Un débat houleux auquel vous pourrez prendre part dans les commentaires.
Je vais personnellement ouvrir les festivités, puis ma collègue Alix Martineau, qui officie régulièrement dans les colonnes ciné/séries, fera étalage de toute sa mauvaise foi.
Le Diable, tout le temps, un thriller suave et gothique
Pour rappel, Le Diable, tout le temps est un film d’Antonio Campos adapté du roman noir de Donald Ray Pollock qui se déroule à Knockemstiff, en Ohio.
Face à sa femme mourante, un homme désespéré, Willard Russell, tente le tout pour le tout en se dévouant corps et âme à la religion.
Ses prières vont petit à petit s’apparenter à des sacrifices dont Arvin, le fils du couple, fera les frais toute sa vie…
Une mise en scène percutante
En dépit de ce que persiflent les mauvaises langues, Le Diable, tout le temps, produit par un Jake Gyllenhaall qui fait décidément toujours les bons choix (on se rappelle surtout du sublime Les frères Sister ou du brumeux Enemy), a tous les atours du grand thriller.
À ceci près peut-être qu’il n’est pas ostentatoire dans sa mise en scène. Or, l’ostentatoire, le grand-guignolesque, flatte d’ordinaire l’œil de celui qui cherche à être diverti fort et rapidement.
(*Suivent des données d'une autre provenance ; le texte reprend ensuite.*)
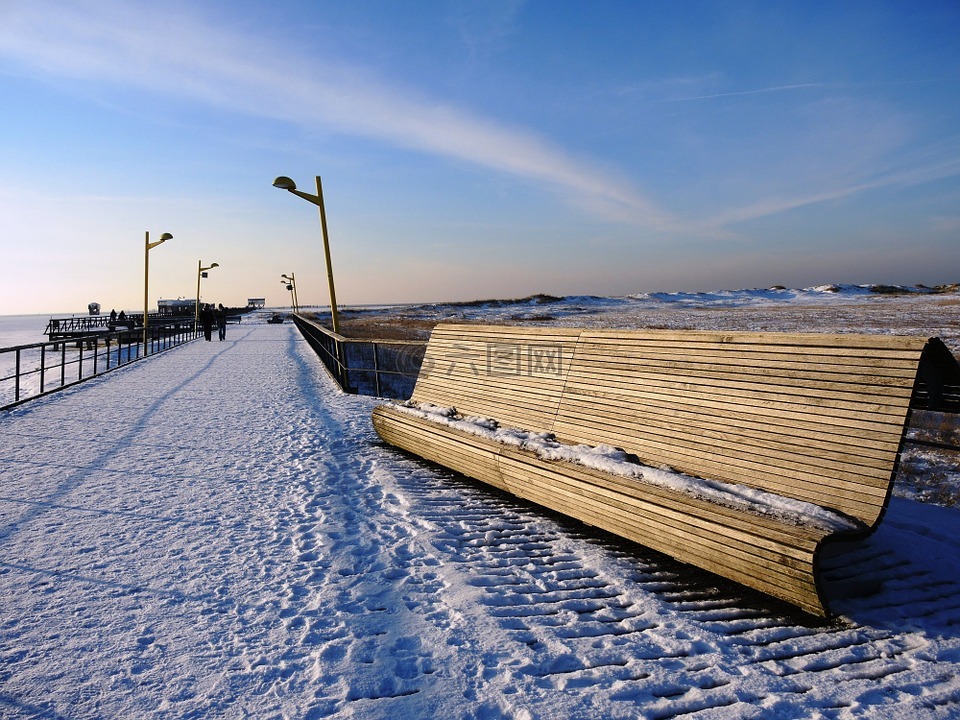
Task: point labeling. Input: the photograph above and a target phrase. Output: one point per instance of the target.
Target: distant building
(176, 307)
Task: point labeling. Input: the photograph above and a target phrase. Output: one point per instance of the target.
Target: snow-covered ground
(217, 532)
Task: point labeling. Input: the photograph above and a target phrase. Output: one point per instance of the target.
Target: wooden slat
(815, 417)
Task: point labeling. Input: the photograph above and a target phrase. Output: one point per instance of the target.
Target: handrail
(365, 366)
(38, 369)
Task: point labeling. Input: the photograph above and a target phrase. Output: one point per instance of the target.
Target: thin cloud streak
(197, 59)
(741, 93)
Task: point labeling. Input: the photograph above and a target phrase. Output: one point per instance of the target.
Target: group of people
(210, 314)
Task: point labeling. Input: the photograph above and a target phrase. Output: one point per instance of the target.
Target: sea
(24, 329)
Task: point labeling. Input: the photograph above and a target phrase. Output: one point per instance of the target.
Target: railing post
(16, 391)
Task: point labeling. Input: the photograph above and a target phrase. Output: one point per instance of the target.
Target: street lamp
(148, 246)
(201, 272)
(291, 283)
(285, 183)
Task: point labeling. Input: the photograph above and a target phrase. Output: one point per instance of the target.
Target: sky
(473, 149)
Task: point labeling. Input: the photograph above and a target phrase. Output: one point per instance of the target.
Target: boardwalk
(216, 532)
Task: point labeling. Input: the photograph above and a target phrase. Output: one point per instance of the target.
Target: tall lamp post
(291, 282)
(285, 183)
(201, 272)
(148, 246)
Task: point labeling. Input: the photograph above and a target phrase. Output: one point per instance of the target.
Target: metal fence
(383, 368)
(31, 371)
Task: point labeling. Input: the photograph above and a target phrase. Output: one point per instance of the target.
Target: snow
(217, 532)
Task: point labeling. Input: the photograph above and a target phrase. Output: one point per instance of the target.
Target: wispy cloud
(179, 52)
(758, 91)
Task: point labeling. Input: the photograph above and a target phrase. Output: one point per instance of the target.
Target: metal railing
(382, 368)
(32, 371)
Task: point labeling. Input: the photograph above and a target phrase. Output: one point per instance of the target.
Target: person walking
(206, 320)
(221, 321)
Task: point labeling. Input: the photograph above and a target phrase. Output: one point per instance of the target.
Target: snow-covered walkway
(217, 532)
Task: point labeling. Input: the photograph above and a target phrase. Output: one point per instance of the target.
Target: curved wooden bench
(768, 420)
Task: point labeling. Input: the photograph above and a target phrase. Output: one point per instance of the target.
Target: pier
(216, 531)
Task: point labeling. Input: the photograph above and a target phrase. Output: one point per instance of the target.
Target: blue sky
(474, 149)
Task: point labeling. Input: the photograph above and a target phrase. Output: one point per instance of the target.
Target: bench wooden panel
(513, 374)
(816, 418)
(833, 474)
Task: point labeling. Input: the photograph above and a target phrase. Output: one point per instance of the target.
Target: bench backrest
(512, 374)
(814, 417)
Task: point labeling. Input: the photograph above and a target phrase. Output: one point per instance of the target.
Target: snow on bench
(740, 453)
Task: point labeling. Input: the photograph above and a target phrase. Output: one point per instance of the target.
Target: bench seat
(806, 421)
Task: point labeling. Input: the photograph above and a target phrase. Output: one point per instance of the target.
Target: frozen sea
(217, 532)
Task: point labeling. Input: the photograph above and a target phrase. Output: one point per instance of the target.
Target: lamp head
(284, 183)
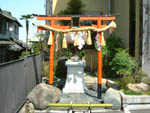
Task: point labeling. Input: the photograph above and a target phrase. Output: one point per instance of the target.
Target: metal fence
(17, 79)
(146, 37)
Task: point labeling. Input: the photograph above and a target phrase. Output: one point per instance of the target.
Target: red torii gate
(99, 25)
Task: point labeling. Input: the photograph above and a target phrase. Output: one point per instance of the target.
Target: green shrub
(124, 81)
(113, 42)
(24, 53)
(131, 92)
(122, 63)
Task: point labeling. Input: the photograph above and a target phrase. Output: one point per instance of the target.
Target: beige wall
(122, 7)
(91, 6)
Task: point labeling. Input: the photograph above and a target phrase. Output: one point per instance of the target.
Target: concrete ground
(96, 111)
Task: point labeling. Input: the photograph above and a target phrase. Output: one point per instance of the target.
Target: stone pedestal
(75, 77)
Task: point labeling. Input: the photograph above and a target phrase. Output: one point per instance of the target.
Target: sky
(24, 7)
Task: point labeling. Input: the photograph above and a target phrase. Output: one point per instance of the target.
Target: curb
(134, 102)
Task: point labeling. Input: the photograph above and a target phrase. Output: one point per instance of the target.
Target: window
(2, 27)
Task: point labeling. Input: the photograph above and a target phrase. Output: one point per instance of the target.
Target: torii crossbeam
(99, 25)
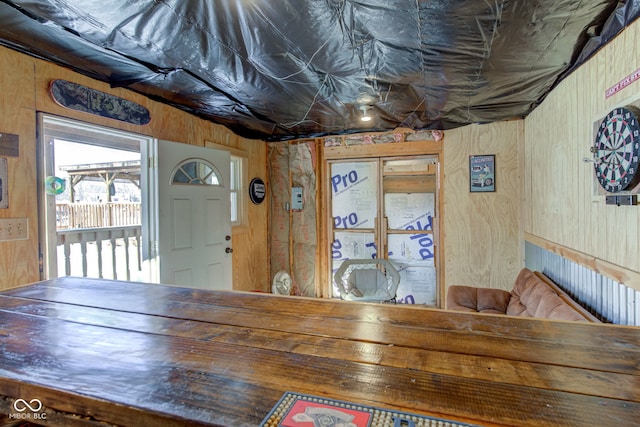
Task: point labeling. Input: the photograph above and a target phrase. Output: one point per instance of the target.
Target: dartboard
(616, 151)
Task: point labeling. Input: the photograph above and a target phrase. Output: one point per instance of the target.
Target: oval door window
(195, 172)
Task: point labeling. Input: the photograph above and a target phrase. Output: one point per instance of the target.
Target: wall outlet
(14, 229)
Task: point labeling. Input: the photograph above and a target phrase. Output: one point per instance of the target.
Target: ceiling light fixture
(365, 113)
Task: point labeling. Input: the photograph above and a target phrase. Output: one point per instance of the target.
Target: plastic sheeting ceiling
(277, 70)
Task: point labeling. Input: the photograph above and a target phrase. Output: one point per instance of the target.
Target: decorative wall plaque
(88, 100)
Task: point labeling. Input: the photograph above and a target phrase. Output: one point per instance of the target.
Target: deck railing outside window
(100, 240)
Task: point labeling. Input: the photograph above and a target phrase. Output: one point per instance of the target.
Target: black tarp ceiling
(278, 70)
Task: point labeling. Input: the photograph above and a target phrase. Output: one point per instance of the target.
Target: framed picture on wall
(482, 173)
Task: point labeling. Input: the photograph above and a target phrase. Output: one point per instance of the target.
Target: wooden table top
(136, 354)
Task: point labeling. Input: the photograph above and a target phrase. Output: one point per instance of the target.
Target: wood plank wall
(24, 91)
(562, 210)
(483, 243)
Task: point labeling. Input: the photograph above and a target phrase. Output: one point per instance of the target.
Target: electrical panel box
(296, 198)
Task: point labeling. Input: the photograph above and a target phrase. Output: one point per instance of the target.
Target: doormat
(299, 410)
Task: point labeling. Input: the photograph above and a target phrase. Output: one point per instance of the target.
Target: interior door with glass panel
(387, 208)
(194, 225)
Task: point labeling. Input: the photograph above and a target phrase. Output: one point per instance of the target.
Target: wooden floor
(96, 351)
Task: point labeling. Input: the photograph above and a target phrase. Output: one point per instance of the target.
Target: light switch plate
(14, 229)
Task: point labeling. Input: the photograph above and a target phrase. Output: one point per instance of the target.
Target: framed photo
(482, 173)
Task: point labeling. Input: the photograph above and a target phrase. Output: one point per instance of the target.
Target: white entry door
(193, 217)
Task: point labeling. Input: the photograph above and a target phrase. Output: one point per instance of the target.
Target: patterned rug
(299, 410)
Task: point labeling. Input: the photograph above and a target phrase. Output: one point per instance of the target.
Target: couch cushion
(481, 300)
(532, 297)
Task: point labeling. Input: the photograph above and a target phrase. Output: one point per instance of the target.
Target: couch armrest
(481, 300)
Si vous êtes de ces consommateurs, passez en effet votre chemin, car le très gothique Le Diable, tout le temps trouve son intérêt dans sa langueur suave mais fatale, comme un dernier french kiss avant l’échafaud.
À l’exception de quelques éléments gores (le chien, le tournevis), qui sont davantage les faits de l’auteur que du réalisateur, le film échappe aux effets de manche et se concentre sur l’essentiel : la perversion des personnages.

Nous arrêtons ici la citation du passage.